Each subnet consists of:
- Subnet miners and subnet validators.
- A protocol using which the subnet miners and subnet validators interact with one another. This protocol is part of the incentive mechanism.
- The Bittensor API using which the subnet miners and subnet validators interact with Bittensor's onchain consensus engine Yuma Consensus. The Yuma Consensus is designed to drive these actors: subnet validators and subnet miners, into agreement on who is creating value and what that value is worth.
This starter template is split into three primary files. To write your own incentive mechanism, you should edit these files. These files are:
template/protocol.py
: Contains the definition of the protocol used by subnet miners and subnet validators.neurons/miner.py
: Script that defines the subnet miner's behavior, i.e., how the subnet miner responds to requests from subnet validators.neurons/validator.py
: This script defines the subnet validator's behavior, i.e., how the subnet validator requests information from the subnet miners and determines the scores.
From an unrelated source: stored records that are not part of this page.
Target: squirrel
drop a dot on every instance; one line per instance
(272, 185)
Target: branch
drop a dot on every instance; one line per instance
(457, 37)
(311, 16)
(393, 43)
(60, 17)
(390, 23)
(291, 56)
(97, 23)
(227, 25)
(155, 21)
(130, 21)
The Bittensor Subnet 1 for Text Prompting is built using this template. See Bittensor Text-Prompting for how to configure the files and how to add monitoring and telemetry and support multiple miner types. Also see this Subnet 1 in action on Taostats explorer.
Before you proceed with the installation of the subnet, note the following:
- Use these instructions to run your subnet locally for your development and testing, or on Bittensor testnet or on Bittensor mainnet.
- IMPORTANT: We strongly recommend that you first run your subnet locally and complete your development and testing before running the subnet on Bittensor testnet. Furthermore, make sure that you next run your subnet on Bittensor testnet before running it on the Bittensor mainnet.
- You can run your subnet either as a subnet owner, or as a subnet validator or as a subnet miner.
- IMPORTANT: Make sure you are aware of the minimum compute requirements for your subnet. See the Minimum compute YAML configuration.
- Note that installation instructions differ based on your situation: For example, installing for local development and testing will require a few additional steps compared to installing for testnet. Similarly, installation instructions differ for a subnet owner vs a validator or a miner.
- Running locally: Follow the step-by-step instructions described in this section: Running Subnet Locally.
- Running on Bittensor testnet: Follow the step-by-step instructions described in this section: Running on the Test Network.
- Running on Bittensor mainnet: Follow the step-by-step instructions described in this section: Running on the Main Network.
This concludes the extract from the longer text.